October 27, 2025


CrisisReady researchers have published a new peer-reviewed study examining how leading AI models perform at one of the most urgent tasks in disaster response: rapidly identifying damage to health facilities. The paper, “Implementation of remote-sensing models to identify post-disaster health facility damage: Comparative approaches to the 2023 earthquake in Turkey,” appeared in PLOS Digital Health on October 27, 2025, authored by Dr. Anu Ramachandran, Akash Yadav, and Andrew Schroeder.

The challenge

When the February 2023 earthquakes struck southern Turkey and northern Syria, one of the highest priorities was understanding the extent of damage across every level of the health system — not only hospitals, but the clinics, pharmacies, and dialysis centers that communities depend on. Traditional ground-based assessments are accurate but slow, often taking weeks to complete, and lower-level facilities frequently wait far down the priority queue. Those delays limit how quickly responders can plan for replacement capacity and long-term rebuilding.

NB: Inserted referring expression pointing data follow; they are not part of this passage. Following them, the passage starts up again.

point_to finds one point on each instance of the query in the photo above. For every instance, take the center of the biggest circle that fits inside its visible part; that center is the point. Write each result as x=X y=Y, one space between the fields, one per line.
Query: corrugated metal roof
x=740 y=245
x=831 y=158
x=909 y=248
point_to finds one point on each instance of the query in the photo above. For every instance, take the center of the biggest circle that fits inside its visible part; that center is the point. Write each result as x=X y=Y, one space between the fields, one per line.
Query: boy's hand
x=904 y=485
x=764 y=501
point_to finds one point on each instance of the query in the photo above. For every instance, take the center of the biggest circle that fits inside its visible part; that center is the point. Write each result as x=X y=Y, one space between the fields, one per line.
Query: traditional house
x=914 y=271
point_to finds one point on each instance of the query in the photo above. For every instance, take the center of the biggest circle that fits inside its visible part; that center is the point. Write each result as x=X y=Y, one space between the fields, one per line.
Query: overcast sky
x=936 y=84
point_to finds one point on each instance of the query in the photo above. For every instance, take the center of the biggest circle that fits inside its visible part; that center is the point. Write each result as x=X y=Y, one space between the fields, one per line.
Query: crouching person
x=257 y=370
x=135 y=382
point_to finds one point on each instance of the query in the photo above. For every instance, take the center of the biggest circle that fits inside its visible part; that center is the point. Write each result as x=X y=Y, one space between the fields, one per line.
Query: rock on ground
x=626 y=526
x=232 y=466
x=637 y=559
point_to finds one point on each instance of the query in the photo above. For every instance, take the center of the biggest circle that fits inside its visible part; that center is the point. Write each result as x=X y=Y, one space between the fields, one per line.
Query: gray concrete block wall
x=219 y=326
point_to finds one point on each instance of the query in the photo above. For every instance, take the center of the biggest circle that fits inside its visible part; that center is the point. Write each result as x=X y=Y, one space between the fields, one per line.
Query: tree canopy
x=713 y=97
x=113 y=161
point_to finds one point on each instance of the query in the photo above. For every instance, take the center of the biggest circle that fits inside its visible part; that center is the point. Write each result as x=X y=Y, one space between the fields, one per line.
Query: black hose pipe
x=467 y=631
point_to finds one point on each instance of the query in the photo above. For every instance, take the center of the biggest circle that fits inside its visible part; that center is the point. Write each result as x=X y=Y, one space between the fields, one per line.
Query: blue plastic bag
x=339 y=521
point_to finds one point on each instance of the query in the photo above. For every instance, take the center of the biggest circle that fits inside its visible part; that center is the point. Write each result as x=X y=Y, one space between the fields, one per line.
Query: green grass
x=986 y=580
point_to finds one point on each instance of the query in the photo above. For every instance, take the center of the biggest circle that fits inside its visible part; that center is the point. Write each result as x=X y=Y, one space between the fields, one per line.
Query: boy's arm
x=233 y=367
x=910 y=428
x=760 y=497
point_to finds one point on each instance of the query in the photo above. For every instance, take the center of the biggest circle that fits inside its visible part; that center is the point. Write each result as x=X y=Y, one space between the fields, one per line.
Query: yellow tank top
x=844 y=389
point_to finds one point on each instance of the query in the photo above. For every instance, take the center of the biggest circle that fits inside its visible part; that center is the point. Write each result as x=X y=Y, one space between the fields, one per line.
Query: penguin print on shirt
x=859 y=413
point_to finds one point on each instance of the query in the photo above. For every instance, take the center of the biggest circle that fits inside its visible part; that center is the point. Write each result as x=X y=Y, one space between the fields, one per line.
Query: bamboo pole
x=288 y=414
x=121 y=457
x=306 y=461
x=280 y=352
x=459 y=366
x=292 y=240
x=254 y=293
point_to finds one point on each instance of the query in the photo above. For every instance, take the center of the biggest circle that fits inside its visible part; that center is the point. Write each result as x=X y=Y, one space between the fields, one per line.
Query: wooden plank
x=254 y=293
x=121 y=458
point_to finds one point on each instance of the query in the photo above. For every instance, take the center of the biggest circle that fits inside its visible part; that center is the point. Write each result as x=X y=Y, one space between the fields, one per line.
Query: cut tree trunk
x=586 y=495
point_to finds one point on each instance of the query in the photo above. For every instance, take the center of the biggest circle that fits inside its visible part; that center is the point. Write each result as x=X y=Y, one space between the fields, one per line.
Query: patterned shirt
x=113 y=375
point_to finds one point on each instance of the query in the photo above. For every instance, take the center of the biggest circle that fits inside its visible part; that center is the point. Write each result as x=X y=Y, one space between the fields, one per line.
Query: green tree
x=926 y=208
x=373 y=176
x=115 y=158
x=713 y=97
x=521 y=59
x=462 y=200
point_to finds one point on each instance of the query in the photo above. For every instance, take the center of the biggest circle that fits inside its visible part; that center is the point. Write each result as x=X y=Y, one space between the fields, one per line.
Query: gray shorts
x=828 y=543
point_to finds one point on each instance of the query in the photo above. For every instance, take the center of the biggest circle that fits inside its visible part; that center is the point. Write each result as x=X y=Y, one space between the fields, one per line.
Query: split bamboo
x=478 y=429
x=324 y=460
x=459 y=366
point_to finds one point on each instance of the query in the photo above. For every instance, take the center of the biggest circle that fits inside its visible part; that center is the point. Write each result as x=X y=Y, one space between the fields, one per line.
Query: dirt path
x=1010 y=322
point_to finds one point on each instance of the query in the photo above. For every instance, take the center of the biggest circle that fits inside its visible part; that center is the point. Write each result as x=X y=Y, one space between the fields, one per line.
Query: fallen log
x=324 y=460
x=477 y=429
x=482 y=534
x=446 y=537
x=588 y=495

AI models trained on satellite imagery offer a promising shortcut, generating rapid building-damage estimates from remotely sensed imagery. But until now, little has been published about how these estimates are generated, how accurate they are in real-world settings, or where their errors come from.

What the study did

The research takes a comparative approach to two of the most prominent models used during the 2023 response: a Microsoft neural network model and a Google AI model. The team overlaid each model’s building-level damage outputs with the locations of three types of health facilities — hospitals, dialysis centers, and pharmacies — to generate facility-level damage estimates, then evaluated the models for agreement, accuracy, sensitivity, specificity, and common sources of error.

What they found

It proved feasible to combine these data sources to produce rapid health facility damage reports. However, the two models calculate damage in significantly different ways — using different measures, methods, and area polygons — and sensitivity was low for the specific health facilities evaluated. In other words, the models went a long way toward providing a fast, clear view of health system damage, but their differences and limitations need to be understood before their outputs can be trusted as an ensemble.

The authors point to concrete paths forward: improving building identification, strengthening detection of fully destroyed buildings, and spatially aggregating results to improve both the accuracy and usability of these models in operational disaster settings.

Why it matters

As rapid remote assessment becomes increasingly central to humanitarian health response, this work helps define the research agenda for what still needs to be solved. It is a step toward a future where responders can move from satellite imagery to actionable health system intelligence in hours rather than weeks.

This research was conducted by CrisisReady in partnership with Direct Relief, with collaborators from Stanford University and the VA Palo Alto Health Care System.